Can you give us some of your background before co-hosting The Rhode Show?

Other than my short-lived competitive arm-wrestling career, what can I say? I am a proud LaSalle Academy and Rhode Island College graduate and it was during my time at the latter that I majored in Communications with the hope that one day I could work professionally in the broadcasting/entertainment field. I started to realize during college that I had a very strong original comedic sensibility which somewhat aligned with what the aforementioned late night TV programs I loved were doing on a nightly basis, so my singular focus became how I could work, or write for, one of those shows. A show like ‘The Rhode Show’ did not exist yet and I did NOT want to be a news anchor or reporter. My strength is in writing and performing original content on air, not reading you the news, but options for a host role were limited at that time and the world of YouTube and Social Media Content Creation were not yet part of the zeitgeist, so I thought maybe, since I could write jokes, I could be a comedy writer if I kept at it. This desire to write led to my late-night public access show. Though I did that show  for pure love of entertainment, it was the outlet for my jokes and I basically taught myself how to put together a show from top to bottom. Plus as host of it, it was built in training for when I was ready for the next step which ‘The Rhode Show’ eventually was. Along the way, during those years of doing ‘Wicked Late’, I had a few local marketing jobs. They weren’t anywhere near what I wanted to be doing with my days and I really did not enjoy that time because my passion lay elsewhere; but I had to work and thankfully, eventually, I was able to move to full time TV work when the time was right. I love it and I haven’t looked back.

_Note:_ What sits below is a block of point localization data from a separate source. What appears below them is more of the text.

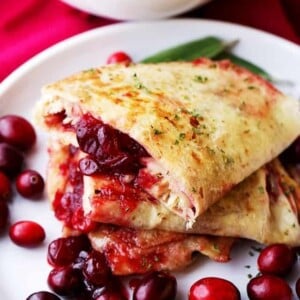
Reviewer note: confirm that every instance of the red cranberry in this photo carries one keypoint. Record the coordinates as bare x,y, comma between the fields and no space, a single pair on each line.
5,187
110,295
268,287
64,251
88,166
156,285
4,214
119,57
65,281
292,153
17,131
27,233
297,288
30,184
211,288
11,159
96,270
110,150
276,259
43,295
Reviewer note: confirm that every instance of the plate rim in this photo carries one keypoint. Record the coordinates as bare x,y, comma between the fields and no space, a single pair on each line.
79,37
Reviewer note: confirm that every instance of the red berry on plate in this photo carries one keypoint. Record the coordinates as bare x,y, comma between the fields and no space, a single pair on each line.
268,287
64,251
4,214
276,259
27,233
5,187
110,295
11,159
17,131
43,295
156,285
96,270
65,281
119,57
212,288
30,183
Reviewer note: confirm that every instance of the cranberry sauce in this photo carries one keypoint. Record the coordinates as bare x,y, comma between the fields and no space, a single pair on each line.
80,272
110,151
68,206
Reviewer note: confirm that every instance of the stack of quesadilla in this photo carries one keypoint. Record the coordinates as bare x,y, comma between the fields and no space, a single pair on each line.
156,162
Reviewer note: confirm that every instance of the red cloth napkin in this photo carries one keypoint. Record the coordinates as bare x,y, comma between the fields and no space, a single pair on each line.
30,26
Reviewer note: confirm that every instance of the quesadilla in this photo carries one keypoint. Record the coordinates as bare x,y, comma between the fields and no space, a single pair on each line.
180,134
127,250
264,207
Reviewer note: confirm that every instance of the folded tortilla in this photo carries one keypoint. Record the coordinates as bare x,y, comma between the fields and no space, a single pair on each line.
206,126
264,207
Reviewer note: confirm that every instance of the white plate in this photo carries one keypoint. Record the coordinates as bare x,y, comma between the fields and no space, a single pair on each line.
23,271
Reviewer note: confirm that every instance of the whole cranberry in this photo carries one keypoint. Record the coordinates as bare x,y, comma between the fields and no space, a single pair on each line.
96,270
65,281
43,295
297,288
11,159
5,187
292,153
211,288
27,233
17,131
276,259
156,285
268,287
111,295
119,57
4,214
30,184
64,251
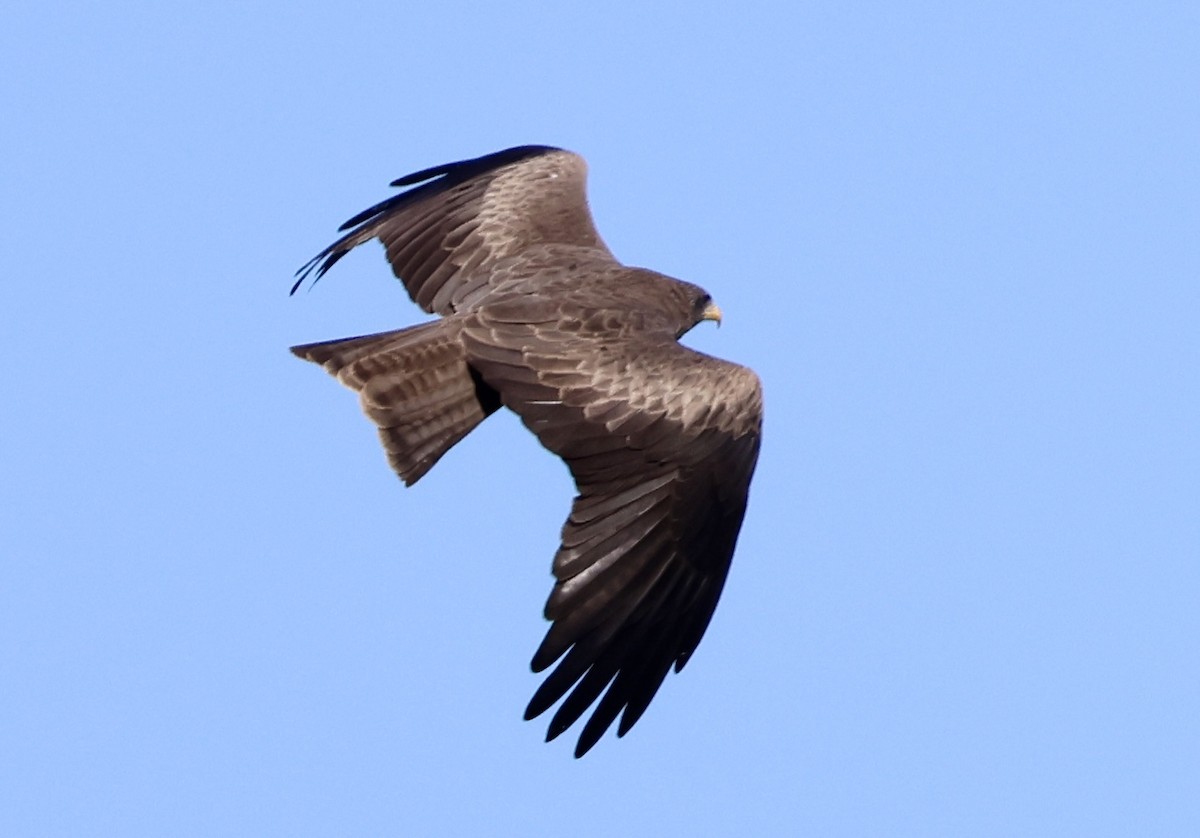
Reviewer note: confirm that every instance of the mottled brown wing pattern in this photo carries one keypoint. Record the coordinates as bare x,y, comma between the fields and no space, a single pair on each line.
444,235
661,442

You recently made this announcement: “In addition to my nonstop, ongoing, unrelenting commitment to entertaining you in the mornings on TV, I’m excited to share that I will be creating social media content with my friends over at GoProvidence.” What will you be doing there?

From time to time, I will be doing short little reels for their social media pages. So perhaps we’ll take you to a cool spot you haven’t heard of yet or maybe an old favorite or perhaps we’ll offer a short behind-the-scenes look at something unique. I’m fascinated by the always evolving and ever-changing world of media. The way we consume entertainment nowadays is so different, so I’m grateful that I can be in front of the social media audience as well with some fun, and hopefully funny, quick-hitting short videos with Go Providence every now and then.

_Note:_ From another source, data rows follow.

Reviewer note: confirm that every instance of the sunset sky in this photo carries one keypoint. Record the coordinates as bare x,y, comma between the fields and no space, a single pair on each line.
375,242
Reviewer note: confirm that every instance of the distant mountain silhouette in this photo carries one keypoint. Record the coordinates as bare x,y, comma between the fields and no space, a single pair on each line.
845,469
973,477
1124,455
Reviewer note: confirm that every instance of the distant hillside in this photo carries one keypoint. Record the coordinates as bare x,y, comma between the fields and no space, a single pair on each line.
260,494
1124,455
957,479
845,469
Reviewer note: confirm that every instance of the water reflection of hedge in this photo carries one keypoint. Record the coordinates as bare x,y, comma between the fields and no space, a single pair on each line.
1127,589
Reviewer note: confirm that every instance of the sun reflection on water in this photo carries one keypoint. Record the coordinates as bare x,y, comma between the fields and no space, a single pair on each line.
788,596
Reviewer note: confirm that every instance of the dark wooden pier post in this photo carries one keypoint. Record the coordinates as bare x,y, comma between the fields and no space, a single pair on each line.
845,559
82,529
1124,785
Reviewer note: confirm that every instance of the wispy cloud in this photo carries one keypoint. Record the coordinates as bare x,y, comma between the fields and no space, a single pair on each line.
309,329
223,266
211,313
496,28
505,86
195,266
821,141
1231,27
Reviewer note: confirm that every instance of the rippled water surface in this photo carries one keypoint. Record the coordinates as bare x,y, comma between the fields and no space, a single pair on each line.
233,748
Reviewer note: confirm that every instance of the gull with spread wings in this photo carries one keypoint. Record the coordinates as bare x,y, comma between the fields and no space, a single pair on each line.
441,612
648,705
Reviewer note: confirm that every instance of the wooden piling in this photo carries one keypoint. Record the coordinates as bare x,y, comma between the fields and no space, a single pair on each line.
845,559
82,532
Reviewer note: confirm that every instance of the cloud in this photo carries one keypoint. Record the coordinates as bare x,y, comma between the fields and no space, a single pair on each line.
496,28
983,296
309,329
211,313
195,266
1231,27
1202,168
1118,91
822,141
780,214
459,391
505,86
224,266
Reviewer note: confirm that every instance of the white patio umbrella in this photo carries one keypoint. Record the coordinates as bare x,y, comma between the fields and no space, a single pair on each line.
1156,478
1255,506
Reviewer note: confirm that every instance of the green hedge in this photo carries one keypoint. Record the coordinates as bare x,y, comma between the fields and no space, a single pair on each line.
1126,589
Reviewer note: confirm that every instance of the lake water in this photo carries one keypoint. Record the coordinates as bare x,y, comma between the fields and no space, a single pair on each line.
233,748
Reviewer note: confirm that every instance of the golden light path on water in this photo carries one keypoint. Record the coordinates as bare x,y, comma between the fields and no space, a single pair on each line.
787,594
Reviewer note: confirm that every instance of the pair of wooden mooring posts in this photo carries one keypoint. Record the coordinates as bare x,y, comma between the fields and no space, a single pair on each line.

Finally, anything else in the works for Brendan Kirby?

Well beyond hoping to revive my short-lived competitive arm-wrestling career, I just want to continue to create entertaining content. I live for ideas and making fun things for people to watch and hopefully enjoy. My dream job when I was younger was to be a late night host. I watched those shows and just LOVED them. In essence, I’m kind of doing that, in a modern and roundabout a way. I have a GREAT outlet every morning with ‘The Rhode Show’ that gives me the platform to get out there and do what I do. We have a tremendous team both in front of and behind the cameras that I absolutely love being a part of. Most importantly, nothing makes me happier than knowing that what I do in that studio during that hour might brighten someone’s day a bit. I take my job seriously and even though I love putting myself down for easy, quick self-deprecating laughs, and even though I’m loaded with self-doubt and criticism, I been trying to give myself more credit here and there as I really believe in my ability as a performer overall; but I’m also looking to continue to get better at it.

So I just hope that through the TV audience and the social audience, I can keep entertaining people with my silly ideas, jokes, and passion for it. I just live for creating and hope I can continue to do so for the next 500 years. I actually have too many ideas. I guess that’s a good problem to have. I have other book ideas, too, so who knows what is next? I just hope that people will enjoy and that I can keep creating. Thanks.